Abstractions
Dans ses tableaux abstraits récents, Yanieb Fabre s’aventure dans une peinture introspective, où la surface devient un champ de résonance émotionnelle. À travers crayons de couleur, pastel, graphite ou huile, elle creuse la matière avec lenteur, minutie, obsession. L’abstraction n’y est pas une fuite du réel, mais une manière d’approcher ce qui ne peut être dit autrement : une sensation, un vertige, un souvenir ou une douleur sourde.
Ce processus lent est aussi un chemin intérieur. Là où l’émotion semble figée, Fabre cherche un mouvement. Là où l’ombre s’installe, elle repère une faille, une trace, une ouverture. Le noir n’est jamais absolu : il est poreux, vibrant, habité il devient lumineux.
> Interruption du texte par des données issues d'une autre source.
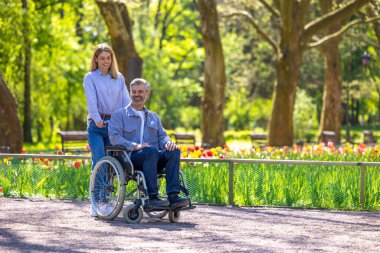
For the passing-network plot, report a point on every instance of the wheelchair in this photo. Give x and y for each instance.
(109, 184)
Loin d’un formalisme ou d’une recherche esthétique dogmatique, ses abstractions sont toujours incarnées. Yanieb Fabre y déploie un rapport physique au support : griffures, déchirures, gommages, superpositions, gestes lents et répétés jusqu’à l’épuisement. Le papier ou la toile devient surface de résistance, le lieu d’une temporalité longue, où chaque trace porte le poids d’un passage. Parfois, certaines œuvres sont soumises à des éléments extérieurs « mer, pluie, pierre » comme si l’artiste acceptait que la nature s’inscrive aussi dans sa matière. Peindre devient ici un acte vital, une façon de traverser ses propres ombres pour en extraire, parfois, une lumière inattendue.
Carnets intimes
Les Carnets Intimes sont des livres aux format Leporello dans lesquels Yanieb Fabre consigne quotidiennement, par le biais du dessin et de l’image ses expériences esthétiques, ses rêves et pensées, ses troubles érotiques, les émotions dont elle porte la trace. Elle illustre les pensées qui s’enchaînent, rendant tangibles et matérielles tout un univers cérébral qui lui appartient, cette activité intense et bouillonnante. Dans ces carnets, elle met en forme ce qui s’apparente à un délire libératoire de son inconscient, cette tempête qu’elle transforme en extase picturale, dans un processus de catharsis par le trait. Elle représente une réalité qui est la sienne, la façon dont elle perçoit le monde et le sensible, au contact de la nôtre.

Codex
Bien que Yanieb Fabre soit une artiste de formation académique, son travail a toujours frôlé l’esthétique et le contenu de l’art aliéné, que ce soit dans sa représentation ou dans ses propres origines créatives. Fabre combine la vidéo, la danse et le dessin, comprenant les arts visuels comme un mécanisme hautement intuitif pour communiquer des impulsions et pour exprimer de manière obsessionnelle ses humeurs et ses passions (ce que l'artiste appelle ses « troubles érotiques »). Pour cette créatrice, l’art est aussi une expérience très animiste, qui la relie à la vision que certaines communautés indigènes ont de la création artistique comme espace privilégié de ritualisation et de manifestation spirituelle de la nature et de l’instinct animal. Cette œuvre gigantesque et multicolore en est un bon exemple. Fabre a dessiné de manière compulsive des scènes très oniriques chargées de sexualité et dont les formes végétales et animales rappellent celles présentes dans certains métiers textiles mexicains, comme ceux produits par le peuple indigène Otomi de l’État d’Hidalgo ou par le peuple Huichol de l’État de Nayarit. -CARLOS PALACIOS (CON AIRE POPULAR Exposition, Maison du Mexique en Espagne, 2020.)